Help me get my GIMP on
November 28, 2009 2:02 PM   Subscribe

Teach me how to download plugins for GIMP as if I were a person with no computer experience at all.

I'm actually not a complete idiot but for some reason, I can't figure out how to install plugins for GIMP. I'm a new GIMP user and I've figured out the basics of using curves and I'm slowly figuring out how to use layers, but I'd like to find some plugins for better black and white conversions, as well noise reduction and a lomo script. Could you walk me though it, step by step, as if you were teaching a child? I'm using GIMP 2.6 on a machine with windows 7. Or, alternatively, you could point me toward some websites and videos that do so. I have found some tutorials but they just seem like gibberish to me, so obviously, the simpler the better. Thanks!
posted by dchrssyr to Media & Arts (6 answers total) 3 users marked this as a favorite
 
It doesn't look good. Apparently most of GIMP plug-ins available on the web are in the form of source code, to install them you have to get a compiler and learn how to use it.

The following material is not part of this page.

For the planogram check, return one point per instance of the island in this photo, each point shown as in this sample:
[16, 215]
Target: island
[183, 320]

Quoting this page from the GIMP documentation:

"Windows is a much more problematic environment for building software than Linux. Every decent Linux distribution comes fully supplied with tools for compiling software, and they are all very similar in the way they work, but Windows does not come with such tools. It is possible to set up a good software-building environment in Windows, but it requires either a substantial amount of money or a substantial amount of effort and knowledge.

"What this means in relation to GIMP plugins is the following: either you have an environment in which you can build software, or you don't. If you don't, then your best hope is to find a precompiled version of the plugin somewhere (or persuade somebody to compile it for you), in which case you simply need to put it into your personal plugin directory. If you do have an environment in which you can build software (which for present purposes means an environment in which you can build GIMP), then you no doubt already know quite a bit about these things, and just need to follow the Linux instructions.

"If you would like to set up a build environment, and are ready for the heroism involved, you can find a reasonably recent description of how to go about it in the GIMP Wiki, at HowToCompileGimp/MicrosoftWindows [GIMP-WIKI-MS]. Since it is a Wiki, anybody is free to edit it, so please keep it up to date by adding advice based on your own experiences."

GIMP plug-ins are mostly written in Scheme or Python, which you'll need to know if you want to get somebody to compile it for you.

- Sorry. I wish that wasn't the answer.
posted by nangar at 4:32 PM on November 28, 2009


Best answer: If it's a standard GIMP scheme plugin, you only have to copy it to the Scripts directory. To find where that is, go to Edit -> Preferences -> Folders, then expand that tree until you see 'Scripts'. Note where that is, and copy the script (such as the GIMP Lomo Plugin) to the Scripts folder.

You may have to restart to see the plugin. Scripts have the ability to define where they go in the menu tree, so for example the Lomo one lives under Filters -> Light & Shadow.

No compiling required.
posted by scruss at 7:27 PM on November 28, 2009 [2 favorites]


Seconding scruss, most gimp plugins are not c files, but guile scheme files interpreted by the embedded interpreter in gimp (kind of like how vb is built into MS Office apps).

What this means is that for most of the plugins out there, you just need to put the file in the right directory, and next time you run gimp it will be available.
posted by idiopath at 8:01 PM on November 28, 2009


Response by poster: Yay! Thanks to you guys, I figured it out!
posted by dchrssyr at 11:36 PM on November 28, 2009


I was wrong!(fortunately.) I'm sorry!
posted by nangar at 4:40 AM on November 29, 2009


Response by poster: no problem, nangar. I'm grateful that you tried and I found out somethings about GIMP from the link you provided.